Le reportage du WST ayant déjà été repris par de nombreux médias, nous nous pencherons ici sur un aspect plus historique que "news" du sujet. Car avant d’être considéré comme "impur" par les ayatollah et de faire l’objet de fatwas enflammées, le chien a longtemps occupé une place de choix dans le mysticisme iranien.
Avant la conquête de l’Islam (VIIe – VIIIe s.), le monde iranien est un espace où cohabitent les croyances. Mais dès l’époque achéménide (Ve – IIIe s.
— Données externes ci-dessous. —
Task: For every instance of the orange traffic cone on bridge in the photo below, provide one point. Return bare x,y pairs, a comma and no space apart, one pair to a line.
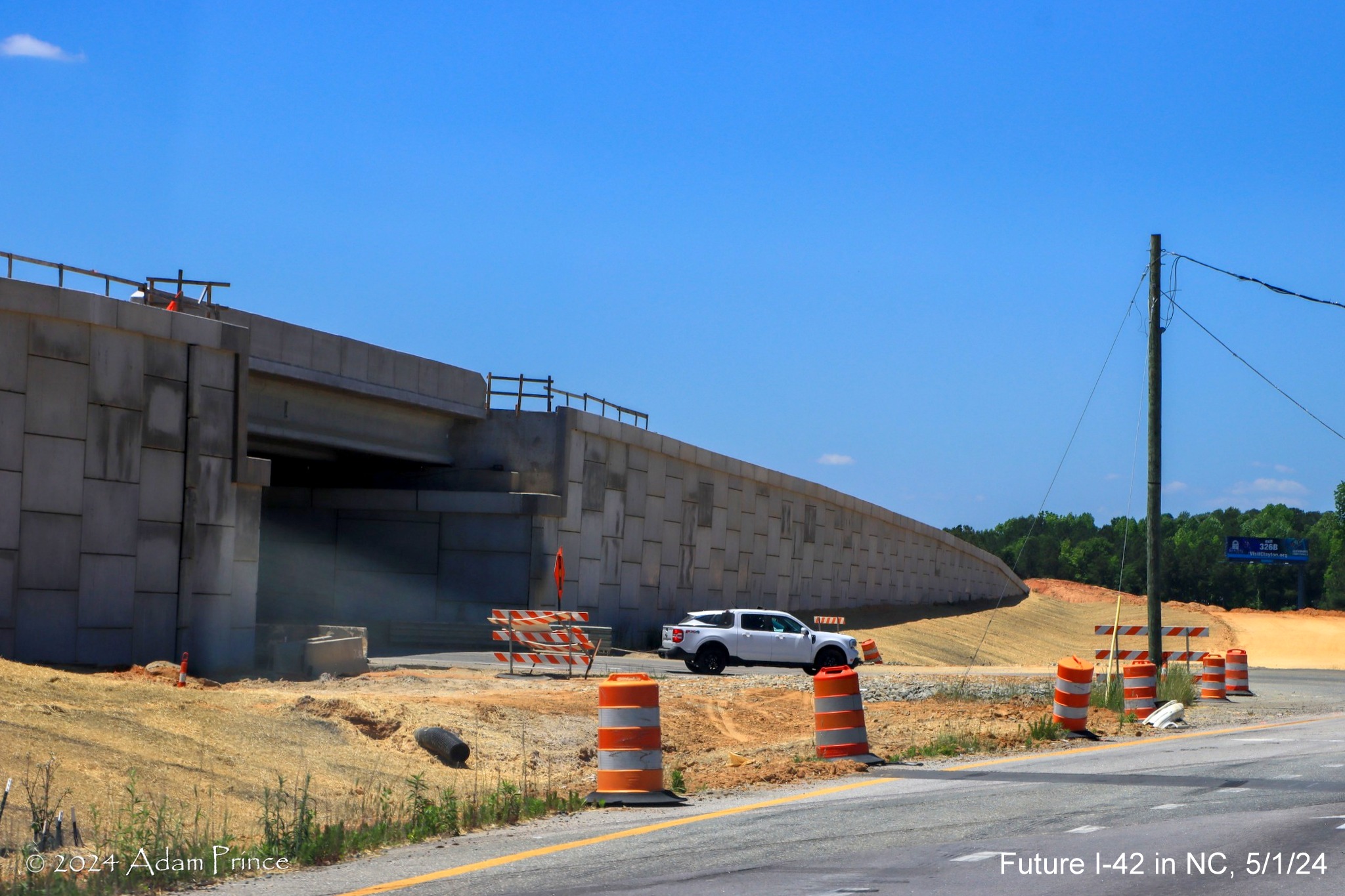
1235,673
838,716
630,743
1074,685
1141,688
1212,679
B.C.), les populations du Fars, berceau de l’empire, et des régions avoisinantes vouent un culte à tout un panthéon de divinités au centre duquel trône l'entité suprême, Ahura Mazda.
Passons ici les détails du culte mazdéen (ou zoroastrien, une dénomination qui découle de la réforme du culte attribuée selon la tradition au prophète Zoroastre – ou Zarathoustra). Pour les anglophones qui souhaitent se pencher plus en détails sur le sujet, je vous recommande un excellent ouvrage : Zarathustra and Zoroastrianism, de Michael Stausberg et Margaret Preisler-Weller.
Dans le cadre plus restreint de ce billet, nous nous contenterons d’évoquer la place du chien dans la symbolique mazdéenne. Et plus précisément la position centrale qu’il occupe dans l’un des aspects fondamentaux de la religion : les rites funéraires.
Le messager de l’âme
Jusqu’à l’époque sassanide (VIIe s.), les morts quittent le monde profane par le procédé du décharnement. Ce rite était d’ailleurs toujours employé jusque à la moitié du XIXe siècle par les dernières communautés descendant des mazdéens, les Parsis, que l’on retrouve pour la plupart dans la région de Mumbai, en Inde.
Les corps des défunts sont emmenés dans les hauteurs des montagnes, où ont été érigés des édifices consacrés à la cérémonie : les Dakhma (tours du silence, photo).
Le corps y est déposé afin que les vautours procèdent à son décharnement. Les humains n’ont pas le droit d’assister au rite.
Dans la tradition mazdéenne, c’est au chien qu’il advient d’occuper cette place d’ultime protecteur du corps humain. Ce cérémonial s’appelle le Sag-did (en Persan,
sag signifie chien).
Chez les Mazdéens, le chien est un animal psychopompe. C’est lui qui est chargé de guider l’âme du défunt à travers le pont de Cinvat, passage symbolique vers l’au-delà.
L’égal de l’homme
Dans le Vendidâd, l’un des textes fondamentaux du corpus mazdéen, le chien tient également une place essentielle. Dans les Fargard (paragraphes) 13, 14 et 15, plusieurs écritures font mention du chien comme étant l’égal de l’homme et promettent à ceux qui s’y attaquent les pires châtiments.
Le meurtre d’un canidé est notamment décrit comme étant l’un des pires crimes qui puisse être commis par un croyant. À l’inverse, celui qui s’en occupe, le soigne et l’entretient s’offre la reconnaissance des divinités qu’il adore.
Quelques siècles et une révolution plus tard, le rapport de force a évolué. Aujourd’hui, les Téhéranais cachent leurs compagnons dans leurs appartements et les plus téméraires les laissent se balader dans leurs cours intérieures. Seules les forces de sécurité (photo) ont encore la possibilité de promener leurs collègues quadrupèdes dans l’espace public.
Le pouvoir théocratique, lui, a rayé des siècles de tradition. Dans une fatwa prononcée en 2010, l'Ayatollah Nasser Makarem Shirazi a vertement condamné la possession de chiens, estimant qu’elle relevait de "valeurs occidentales vulgaires".
Et, tandis que certains députés tentent de mettre sur pied un texte criminalisant les possesseurs de canidés, les autorités se livrent à des battues dans les grandes villes du pays. Autrefois ambassadeurs d’un rite funèbre ancestral, le décharnement, les chiens d’Iran sont aujourd’hui la cible d’un funeste acharnement.